O profundo impacto causado na opinião pública do Brasil e de
toda a América do Sul pelo resultado da recente eleição presidencial chilena,
torna indispensável uma análise serena e objetiva do que no país irmão acaba de
ocorrer.
Tal análise, esperam-na da TFP os incontáveis brasileiros que
se vêm habituando a receber dela — nas horas de incerteza e de dor — a palavra
que esclarece, estimula e sugere uma solução. Assim, externo aqui o pensamento
de nossa invicta entidade.
Avanço ou retrocesso do comunismo?
|
Após a Missa celebra por
D. Antonio de Castro Mayer, na Igreja de Santo Antonio, em São Paulo, o
Prof. Plinio Corrêa de Oliveira faz o lançamento da campanha de
esclarecimento da opinião brasileira sobre a vitória do candidato marxista
no Chile. A seu lado, Fabio Vidigal Xavier da Silveira, autor do best-seller
"Frei, o Kerensky chileno" e a deputada Dulce Salles Cunha Braga. |
O primeiro ponto a tratar é o alcance das eleições do Chile
como indício dos rumos ideológicos da opinião naquele país, bem como em toda a
América do Sul.
Com efeito, vai ganhando terreno entre nós a impressão de que
o comunismo registrou um grande avanço no Chile, avanço este que estaria a
indicar uma profunda transformação na atitude até aqui anticomunista das massas
latino-americanas.
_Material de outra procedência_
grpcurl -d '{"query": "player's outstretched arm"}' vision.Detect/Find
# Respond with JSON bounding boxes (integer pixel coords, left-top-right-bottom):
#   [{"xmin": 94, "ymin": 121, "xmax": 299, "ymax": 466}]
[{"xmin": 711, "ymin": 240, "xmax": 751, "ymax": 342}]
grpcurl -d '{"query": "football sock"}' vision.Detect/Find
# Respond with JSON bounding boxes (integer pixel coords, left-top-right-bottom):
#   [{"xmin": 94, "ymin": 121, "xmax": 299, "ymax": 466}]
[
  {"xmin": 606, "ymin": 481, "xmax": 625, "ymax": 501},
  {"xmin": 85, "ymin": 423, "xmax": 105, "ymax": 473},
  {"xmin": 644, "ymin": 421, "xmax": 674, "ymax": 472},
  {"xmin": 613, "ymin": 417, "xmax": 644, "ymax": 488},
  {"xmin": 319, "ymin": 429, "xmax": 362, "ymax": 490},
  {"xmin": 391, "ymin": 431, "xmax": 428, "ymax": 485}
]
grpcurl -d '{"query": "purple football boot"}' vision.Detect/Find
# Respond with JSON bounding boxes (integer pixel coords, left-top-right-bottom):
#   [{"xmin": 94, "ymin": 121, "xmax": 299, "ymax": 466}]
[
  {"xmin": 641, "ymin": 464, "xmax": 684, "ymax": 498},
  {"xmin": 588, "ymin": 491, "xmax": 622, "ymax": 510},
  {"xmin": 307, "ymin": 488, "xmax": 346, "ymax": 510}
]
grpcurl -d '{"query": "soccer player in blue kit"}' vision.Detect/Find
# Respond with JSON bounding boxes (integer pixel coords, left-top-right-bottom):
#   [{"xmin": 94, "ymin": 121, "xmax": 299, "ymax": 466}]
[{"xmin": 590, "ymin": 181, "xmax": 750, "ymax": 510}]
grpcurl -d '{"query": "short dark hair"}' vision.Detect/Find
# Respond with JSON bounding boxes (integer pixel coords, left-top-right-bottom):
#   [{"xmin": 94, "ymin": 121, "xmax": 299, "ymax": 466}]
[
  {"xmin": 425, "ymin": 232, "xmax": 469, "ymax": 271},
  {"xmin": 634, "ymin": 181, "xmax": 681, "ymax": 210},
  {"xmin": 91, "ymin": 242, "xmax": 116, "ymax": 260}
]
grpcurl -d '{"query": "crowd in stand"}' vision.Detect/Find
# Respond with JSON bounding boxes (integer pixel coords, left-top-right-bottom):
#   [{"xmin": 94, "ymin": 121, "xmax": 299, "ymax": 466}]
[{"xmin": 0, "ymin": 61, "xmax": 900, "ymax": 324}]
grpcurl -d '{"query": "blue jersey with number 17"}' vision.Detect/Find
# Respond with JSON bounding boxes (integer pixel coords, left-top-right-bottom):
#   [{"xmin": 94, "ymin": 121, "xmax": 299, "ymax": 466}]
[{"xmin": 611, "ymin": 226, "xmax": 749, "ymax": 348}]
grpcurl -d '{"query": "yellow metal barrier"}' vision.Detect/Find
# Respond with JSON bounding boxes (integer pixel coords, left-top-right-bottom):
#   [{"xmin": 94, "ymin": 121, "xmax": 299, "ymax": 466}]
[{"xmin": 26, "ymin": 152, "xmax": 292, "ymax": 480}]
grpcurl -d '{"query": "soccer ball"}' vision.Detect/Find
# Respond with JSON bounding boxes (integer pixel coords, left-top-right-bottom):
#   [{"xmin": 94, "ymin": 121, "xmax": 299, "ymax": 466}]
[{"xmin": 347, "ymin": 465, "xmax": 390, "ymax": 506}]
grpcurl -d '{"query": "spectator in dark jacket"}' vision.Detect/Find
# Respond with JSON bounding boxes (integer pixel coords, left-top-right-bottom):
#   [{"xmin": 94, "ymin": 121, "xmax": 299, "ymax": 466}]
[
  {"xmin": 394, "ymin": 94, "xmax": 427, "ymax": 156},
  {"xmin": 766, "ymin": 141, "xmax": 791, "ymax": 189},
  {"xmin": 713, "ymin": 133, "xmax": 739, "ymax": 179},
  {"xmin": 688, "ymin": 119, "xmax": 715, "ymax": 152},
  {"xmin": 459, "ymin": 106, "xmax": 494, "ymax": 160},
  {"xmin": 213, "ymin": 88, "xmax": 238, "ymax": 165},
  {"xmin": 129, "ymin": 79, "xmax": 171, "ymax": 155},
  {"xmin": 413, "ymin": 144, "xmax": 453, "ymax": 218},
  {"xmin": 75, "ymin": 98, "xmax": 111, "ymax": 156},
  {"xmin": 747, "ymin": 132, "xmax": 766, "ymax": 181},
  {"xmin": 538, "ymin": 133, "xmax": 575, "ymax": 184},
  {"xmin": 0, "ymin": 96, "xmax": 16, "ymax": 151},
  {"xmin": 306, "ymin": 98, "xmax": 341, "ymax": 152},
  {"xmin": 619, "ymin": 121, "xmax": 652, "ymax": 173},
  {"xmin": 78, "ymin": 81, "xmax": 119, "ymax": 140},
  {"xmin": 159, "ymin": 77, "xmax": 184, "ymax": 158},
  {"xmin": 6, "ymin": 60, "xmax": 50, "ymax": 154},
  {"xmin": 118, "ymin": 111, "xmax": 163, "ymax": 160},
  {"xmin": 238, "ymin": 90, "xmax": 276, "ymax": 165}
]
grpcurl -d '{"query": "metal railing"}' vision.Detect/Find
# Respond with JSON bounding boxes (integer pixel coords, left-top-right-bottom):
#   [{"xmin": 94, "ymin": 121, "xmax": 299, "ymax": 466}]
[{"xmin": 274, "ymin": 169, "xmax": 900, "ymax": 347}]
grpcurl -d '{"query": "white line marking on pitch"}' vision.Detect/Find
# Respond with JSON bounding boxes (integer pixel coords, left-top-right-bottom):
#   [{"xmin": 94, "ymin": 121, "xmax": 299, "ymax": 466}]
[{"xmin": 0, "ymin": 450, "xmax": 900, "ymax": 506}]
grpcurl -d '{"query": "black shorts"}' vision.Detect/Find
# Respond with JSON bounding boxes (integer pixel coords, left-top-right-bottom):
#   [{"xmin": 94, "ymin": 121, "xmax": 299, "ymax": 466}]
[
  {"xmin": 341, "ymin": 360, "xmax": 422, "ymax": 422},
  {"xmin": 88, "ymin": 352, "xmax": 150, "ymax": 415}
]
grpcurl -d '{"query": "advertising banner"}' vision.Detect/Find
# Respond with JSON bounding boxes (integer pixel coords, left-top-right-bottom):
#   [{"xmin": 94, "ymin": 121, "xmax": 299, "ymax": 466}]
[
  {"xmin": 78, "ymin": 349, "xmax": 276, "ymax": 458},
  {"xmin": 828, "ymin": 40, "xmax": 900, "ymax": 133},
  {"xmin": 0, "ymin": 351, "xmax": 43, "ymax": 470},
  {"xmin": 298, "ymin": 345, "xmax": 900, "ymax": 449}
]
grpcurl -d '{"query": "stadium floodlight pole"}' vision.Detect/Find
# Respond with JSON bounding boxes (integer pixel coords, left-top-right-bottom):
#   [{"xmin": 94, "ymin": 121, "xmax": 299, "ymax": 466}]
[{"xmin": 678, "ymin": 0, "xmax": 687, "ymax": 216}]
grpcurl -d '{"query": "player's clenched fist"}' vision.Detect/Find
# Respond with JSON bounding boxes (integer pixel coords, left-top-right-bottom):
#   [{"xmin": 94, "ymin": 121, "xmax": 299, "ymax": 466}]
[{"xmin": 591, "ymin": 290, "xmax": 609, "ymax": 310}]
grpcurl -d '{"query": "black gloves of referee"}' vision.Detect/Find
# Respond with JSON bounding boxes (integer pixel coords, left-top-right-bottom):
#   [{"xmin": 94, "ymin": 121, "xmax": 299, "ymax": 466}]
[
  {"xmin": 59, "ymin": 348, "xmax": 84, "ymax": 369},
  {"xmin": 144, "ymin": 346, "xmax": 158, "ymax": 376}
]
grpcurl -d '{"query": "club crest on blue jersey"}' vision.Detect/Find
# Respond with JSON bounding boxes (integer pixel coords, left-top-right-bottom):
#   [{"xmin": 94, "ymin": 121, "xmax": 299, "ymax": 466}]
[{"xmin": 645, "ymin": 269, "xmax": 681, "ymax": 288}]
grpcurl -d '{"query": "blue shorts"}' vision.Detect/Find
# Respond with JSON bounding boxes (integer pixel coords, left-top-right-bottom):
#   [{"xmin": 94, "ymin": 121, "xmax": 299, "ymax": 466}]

Em outros termos, a vitória do comunismo no Chile
pressagiaria análoga vitória para ele em nosso País e nas demais nações irmãs.
Tal conclusão é de molde a desalentar toda ação
anticomunista. E com isto só tem a ganhar o comunismo. Pois — segundo ensinava
Clausewitz — vencer um adversário não importa necessariamente em esmagá-lo: por
vezes basta tirar-lhe a vontade de lutar.
Assim, o mais urgente, para o esclarecimento da opinião
brasileira, consiste em tornar claro que o resultado do recente pleito chileno
revela não um progresso, mas antes um retrocesso do marxismo no país
amigo. Por mais que essa afirmação possa surpreender à primeira vista, funda-se
ela em fatos e cifras incontestáveis. Estas últimas colhemo-las na fonte mais
genuinamente "allendista" isto é, o diário comunista chileno "El Siglo", de 5 do
corrente:
a) Em 1964, concorreram a disputa pela suprema magistratura
dois candidatos, Eduardo Frei e Salvador Allende. O primeiro alcançou 1.409.012
votos, que constituíam 55,7% do eleitorado. O segundo obteve 977.902 votos, isto
é, 38,7% do eleitorado.
Os votos dados a Frei provinham da coligação do PDC com dois
outros partidos, o Conservador e o Liberal.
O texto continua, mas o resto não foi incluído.